Abstract

Objective: To determine the increase in FEV 1 associated with increasing doses of inhaled terbutaline and salbutamol, the reproducibility of the increase in FEV 1, and the reproducibility of the associated optimal bronchodilator dose, in patients with chronic airflow limitation (CAL). Design: Double-blind, randomized, controlled trial examining spirometric response to cumulative doses of bronchodilators. Patients and Setting: Patients with clinical diagnosis of CAL, FEV 1 below 70% predicted, and FEV 1 to FVC ratio less than 0·7 after administration of bronchodilator recruited from secondary care respirology practices. Measures of outcome: The estimates of maximum and optimal bronchodilation, as well as the associated drug dosages, were established in each patient on three occasions (twice on terbutaline and once on salbutamol). The ‘optimal’ drug dose was defined as the lowest dose associated with an FEV 1 not exceeded by 50 ml on any other dose. Main results: Thirty-five patients completed the trial. FEV 1 improved from 0·93 to a maximum of 1·19 l with terbutaline (average of the two administrations) and from 0·95 l to 1·14 l with inhaled salbutamol (difference in increase in FEV 1 between terbutaline and salbutamol P=0·006).

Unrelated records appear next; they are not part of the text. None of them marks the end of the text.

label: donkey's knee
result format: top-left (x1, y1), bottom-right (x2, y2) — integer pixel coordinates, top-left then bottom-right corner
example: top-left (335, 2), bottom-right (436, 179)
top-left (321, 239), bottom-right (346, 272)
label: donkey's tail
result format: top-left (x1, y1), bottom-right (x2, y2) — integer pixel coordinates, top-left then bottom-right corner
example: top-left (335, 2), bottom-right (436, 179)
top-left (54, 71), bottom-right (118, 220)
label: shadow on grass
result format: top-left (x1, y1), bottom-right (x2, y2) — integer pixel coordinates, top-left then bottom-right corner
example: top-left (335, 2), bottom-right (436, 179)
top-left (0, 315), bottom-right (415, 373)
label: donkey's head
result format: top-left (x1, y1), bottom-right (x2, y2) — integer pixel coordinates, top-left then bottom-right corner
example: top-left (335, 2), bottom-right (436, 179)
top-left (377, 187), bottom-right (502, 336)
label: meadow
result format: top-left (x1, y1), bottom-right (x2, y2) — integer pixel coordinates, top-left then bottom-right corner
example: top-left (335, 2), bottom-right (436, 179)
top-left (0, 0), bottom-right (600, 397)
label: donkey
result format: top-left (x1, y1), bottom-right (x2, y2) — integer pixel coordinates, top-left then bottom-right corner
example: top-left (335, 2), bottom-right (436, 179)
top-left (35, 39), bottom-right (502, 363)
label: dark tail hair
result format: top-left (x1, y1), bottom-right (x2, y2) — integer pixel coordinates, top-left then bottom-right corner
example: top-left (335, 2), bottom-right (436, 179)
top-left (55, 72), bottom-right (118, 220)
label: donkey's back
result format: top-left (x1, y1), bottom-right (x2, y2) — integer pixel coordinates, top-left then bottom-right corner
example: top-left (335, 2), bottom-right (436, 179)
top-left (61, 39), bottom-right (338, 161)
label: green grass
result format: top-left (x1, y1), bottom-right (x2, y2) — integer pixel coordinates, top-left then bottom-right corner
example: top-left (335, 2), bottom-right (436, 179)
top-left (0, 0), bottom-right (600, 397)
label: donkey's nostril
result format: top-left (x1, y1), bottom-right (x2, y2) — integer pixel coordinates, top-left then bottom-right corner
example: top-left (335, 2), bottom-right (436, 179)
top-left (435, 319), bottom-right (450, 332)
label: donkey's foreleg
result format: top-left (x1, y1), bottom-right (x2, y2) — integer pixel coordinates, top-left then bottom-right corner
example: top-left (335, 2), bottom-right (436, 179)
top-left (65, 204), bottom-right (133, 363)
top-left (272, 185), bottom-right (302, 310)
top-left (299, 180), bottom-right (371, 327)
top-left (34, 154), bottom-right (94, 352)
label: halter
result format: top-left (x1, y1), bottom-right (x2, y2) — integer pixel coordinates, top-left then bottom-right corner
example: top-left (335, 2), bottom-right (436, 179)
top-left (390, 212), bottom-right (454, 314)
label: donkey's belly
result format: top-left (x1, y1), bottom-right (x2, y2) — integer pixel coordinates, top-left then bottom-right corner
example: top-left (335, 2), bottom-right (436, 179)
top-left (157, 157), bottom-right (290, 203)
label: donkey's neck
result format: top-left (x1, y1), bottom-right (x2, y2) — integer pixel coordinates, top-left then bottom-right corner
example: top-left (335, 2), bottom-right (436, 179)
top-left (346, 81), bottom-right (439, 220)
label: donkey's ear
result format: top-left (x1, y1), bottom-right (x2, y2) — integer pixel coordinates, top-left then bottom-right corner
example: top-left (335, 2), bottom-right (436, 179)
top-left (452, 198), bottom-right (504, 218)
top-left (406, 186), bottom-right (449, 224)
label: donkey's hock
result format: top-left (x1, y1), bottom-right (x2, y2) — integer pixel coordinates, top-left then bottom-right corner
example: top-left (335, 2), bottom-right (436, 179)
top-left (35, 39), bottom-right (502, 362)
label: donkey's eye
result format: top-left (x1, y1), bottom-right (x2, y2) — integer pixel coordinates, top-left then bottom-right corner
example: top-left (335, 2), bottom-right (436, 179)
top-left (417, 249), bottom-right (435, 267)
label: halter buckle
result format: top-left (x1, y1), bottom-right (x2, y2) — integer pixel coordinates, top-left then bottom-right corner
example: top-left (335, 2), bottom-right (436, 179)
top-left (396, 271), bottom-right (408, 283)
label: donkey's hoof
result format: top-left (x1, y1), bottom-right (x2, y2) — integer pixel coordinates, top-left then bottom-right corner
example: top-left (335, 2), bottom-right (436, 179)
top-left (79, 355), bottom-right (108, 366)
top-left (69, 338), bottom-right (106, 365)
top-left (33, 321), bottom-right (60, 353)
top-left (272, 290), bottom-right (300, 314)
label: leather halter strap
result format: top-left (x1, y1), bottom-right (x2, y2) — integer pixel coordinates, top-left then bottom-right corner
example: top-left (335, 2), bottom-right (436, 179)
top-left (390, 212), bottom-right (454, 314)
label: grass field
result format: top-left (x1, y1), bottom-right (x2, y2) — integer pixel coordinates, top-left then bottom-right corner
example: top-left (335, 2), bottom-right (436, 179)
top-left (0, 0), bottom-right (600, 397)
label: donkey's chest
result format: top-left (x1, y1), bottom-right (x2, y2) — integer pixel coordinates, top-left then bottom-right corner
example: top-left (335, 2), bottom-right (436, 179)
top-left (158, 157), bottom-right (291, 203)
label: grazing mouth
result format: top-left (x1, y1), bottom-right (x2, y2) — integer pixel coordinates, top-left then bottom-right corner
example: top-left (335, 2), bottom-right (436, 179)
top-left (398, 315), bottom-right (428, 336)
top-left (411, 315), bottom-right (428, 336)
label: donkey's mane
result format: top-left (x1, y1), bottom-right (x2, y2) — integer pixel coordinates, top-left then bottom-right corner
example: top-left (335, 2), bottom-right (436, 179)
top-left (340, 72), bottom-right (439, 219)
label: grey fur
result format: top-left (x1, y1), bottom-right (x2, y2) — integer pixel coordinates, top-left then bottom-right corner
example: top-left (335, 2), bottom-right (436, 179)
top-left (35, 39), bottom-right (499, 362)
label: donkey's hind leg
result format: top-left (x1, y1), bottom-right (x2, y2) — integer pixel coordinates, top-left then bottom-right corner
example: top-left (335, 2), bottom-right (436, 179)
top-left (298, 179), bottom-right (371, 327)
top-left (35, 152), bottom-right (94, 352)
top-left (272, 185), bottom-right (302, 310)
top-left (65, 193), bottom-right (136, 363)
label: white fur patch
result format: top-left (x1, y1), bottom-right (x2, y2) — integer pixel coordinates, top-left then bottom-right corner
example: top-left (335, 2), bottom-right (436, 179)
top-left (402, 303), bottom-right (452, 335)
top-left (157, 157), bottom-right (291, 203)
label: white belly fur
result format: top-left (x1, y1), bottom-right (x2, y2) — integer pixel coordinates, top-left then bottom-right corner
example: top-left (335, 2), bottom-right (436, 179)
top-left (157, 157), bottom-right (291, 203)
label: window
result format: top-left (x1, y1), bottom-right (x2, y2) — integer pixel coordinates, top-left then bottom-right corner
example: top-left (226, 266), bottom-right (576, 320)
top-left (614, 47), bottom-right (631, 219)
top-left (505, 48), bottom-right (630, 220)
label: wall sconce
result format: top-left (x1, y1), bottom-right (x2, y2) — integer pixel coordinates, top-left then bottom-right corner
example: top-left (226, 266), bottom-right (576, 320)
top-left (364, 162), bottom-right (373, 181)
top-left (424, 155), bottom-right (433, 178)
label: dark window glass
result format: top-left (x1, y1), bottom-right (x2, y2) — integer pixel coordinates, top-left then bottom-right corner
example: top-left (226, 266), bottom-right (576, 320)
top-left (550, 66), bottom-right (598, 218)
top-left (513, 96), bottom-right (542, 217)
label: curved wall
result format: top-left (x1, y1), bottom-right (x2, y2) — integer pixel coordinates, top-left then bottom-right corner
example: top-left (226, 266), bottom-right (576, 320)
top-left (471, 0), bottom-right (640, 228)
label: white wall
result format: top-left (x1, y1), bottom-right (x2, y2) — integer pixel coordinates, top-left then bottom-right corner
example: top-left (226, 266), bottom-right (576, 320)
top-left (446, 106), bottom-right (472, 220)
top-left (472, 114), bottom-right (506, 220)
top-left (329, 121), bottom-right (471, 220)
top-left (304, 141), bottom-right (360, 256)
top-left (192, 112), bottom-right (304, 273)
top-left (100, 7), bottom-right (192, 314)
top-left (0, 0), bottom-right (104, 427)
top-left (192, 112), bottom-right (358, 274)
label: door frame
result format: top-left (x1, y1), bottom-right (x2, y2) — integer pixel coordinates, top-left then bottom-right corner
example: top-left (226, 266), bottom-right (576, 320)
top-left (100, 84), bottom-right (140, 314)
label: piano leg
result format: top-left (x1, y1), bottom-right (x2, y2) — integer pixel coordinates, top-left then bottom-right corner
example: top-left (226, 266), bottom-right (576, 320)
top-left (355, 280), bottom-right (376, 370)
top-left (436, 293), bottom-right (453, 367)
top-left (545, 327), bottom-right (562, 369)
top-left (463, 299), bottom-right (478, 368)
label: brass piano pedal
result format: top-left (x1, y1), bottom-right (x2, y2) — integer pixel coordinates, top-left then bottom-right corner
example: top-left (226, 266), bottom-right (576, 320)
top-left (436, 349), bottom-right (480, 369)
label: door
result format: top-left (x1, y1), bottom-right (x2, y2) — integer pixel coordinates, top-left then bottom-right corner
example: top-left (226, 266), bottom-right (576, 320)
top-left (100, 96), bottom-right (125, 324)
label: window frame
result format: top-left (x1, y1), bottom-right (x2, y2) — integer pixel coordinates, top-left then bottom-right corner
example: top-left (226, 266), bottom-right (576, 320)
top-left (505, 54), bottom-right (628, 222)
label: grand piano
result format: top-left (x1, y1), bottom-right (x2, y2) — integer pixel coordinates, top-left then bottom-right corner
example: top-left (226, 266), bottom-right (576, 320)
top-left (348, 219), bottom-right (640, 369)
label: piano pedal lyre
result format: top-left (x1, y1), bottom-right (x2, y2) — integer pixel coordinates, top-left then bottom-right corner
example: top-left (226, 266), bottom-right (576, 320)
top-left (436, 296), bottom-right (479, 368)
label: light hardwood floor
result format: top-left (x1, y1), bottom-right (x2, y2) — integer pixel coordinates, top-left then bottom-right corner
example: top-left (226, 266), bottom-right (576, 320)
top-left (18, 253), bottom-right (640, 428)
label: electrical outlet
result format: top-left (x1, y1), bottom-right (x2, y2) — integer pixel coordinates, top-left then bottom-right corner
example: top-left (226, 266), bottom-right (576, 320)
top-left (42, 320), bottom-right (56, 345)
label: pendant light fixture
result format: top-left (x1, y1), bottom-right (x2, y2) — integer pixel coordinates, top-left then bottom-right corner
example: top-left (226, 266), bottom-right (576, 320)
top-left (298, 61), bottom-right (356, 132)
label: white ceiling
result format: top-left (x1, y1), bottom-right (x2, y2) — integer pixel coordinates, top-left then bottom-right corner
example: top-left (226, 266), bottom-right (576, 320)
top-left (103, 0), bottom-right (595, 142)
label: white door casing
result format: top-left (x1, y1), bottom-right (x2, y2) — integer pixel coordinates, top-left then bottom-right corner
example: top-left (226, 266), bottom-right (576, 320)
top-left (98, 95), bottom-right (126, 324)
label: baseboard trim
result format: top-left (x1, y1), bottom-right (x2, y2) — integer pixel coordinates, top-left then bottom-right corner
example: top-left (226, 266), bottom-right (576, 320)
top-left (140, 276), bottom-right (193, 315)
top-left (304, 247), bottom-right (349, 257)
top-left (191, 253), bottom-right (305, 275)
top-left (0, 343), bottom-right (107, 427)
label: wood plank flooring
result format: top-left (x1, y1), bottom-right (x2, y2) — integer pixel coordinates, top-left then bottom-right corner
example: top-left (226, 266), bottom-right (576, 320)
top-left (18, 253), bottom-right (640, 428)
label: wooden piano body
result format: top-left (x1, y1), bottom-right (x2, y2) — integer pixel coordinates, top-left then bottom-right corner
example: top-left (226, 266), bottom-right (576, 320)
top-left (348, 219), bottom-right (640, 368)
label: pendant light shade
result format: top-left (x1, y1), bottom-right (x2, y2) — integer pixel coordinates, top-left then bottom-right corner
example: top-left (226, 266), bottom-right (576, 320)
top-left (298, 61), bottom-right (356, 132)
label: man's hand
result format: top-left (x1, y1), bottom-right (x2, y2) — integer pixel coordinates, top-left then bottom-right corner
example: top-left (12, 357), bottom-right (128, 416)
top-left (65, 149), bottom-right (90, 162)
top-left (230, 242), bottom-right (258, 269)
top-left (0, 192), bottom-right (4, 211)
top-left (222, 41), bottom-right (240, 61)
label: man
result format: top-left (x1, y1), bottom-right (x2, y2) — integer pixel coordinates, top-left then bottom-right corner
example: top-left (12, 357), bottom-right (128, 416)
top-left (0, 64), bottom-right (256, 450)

In less than 50% of cases administration of more than four puffs of bronchodilator resulted in FEV 1 increase by more than 50 ml. The average dose of salbutamol and terbutaline associated with optimal bronchodilation were 430 μg and 1160 μg respectively. Patients varied widely in the optimal dose. Estimates of optimal dose were not reproducible (intraclass correlation coefficient <0·5). Conclusion: Substantial incremental increase in FEV 1 in response to increasing doses of β-agonists beyond those commonly used in clinical practice is restricted to a minority of patients. Lack of reproducibility limits the clinical usefulness of establishing the optimal dose of β-agonist for a given patient.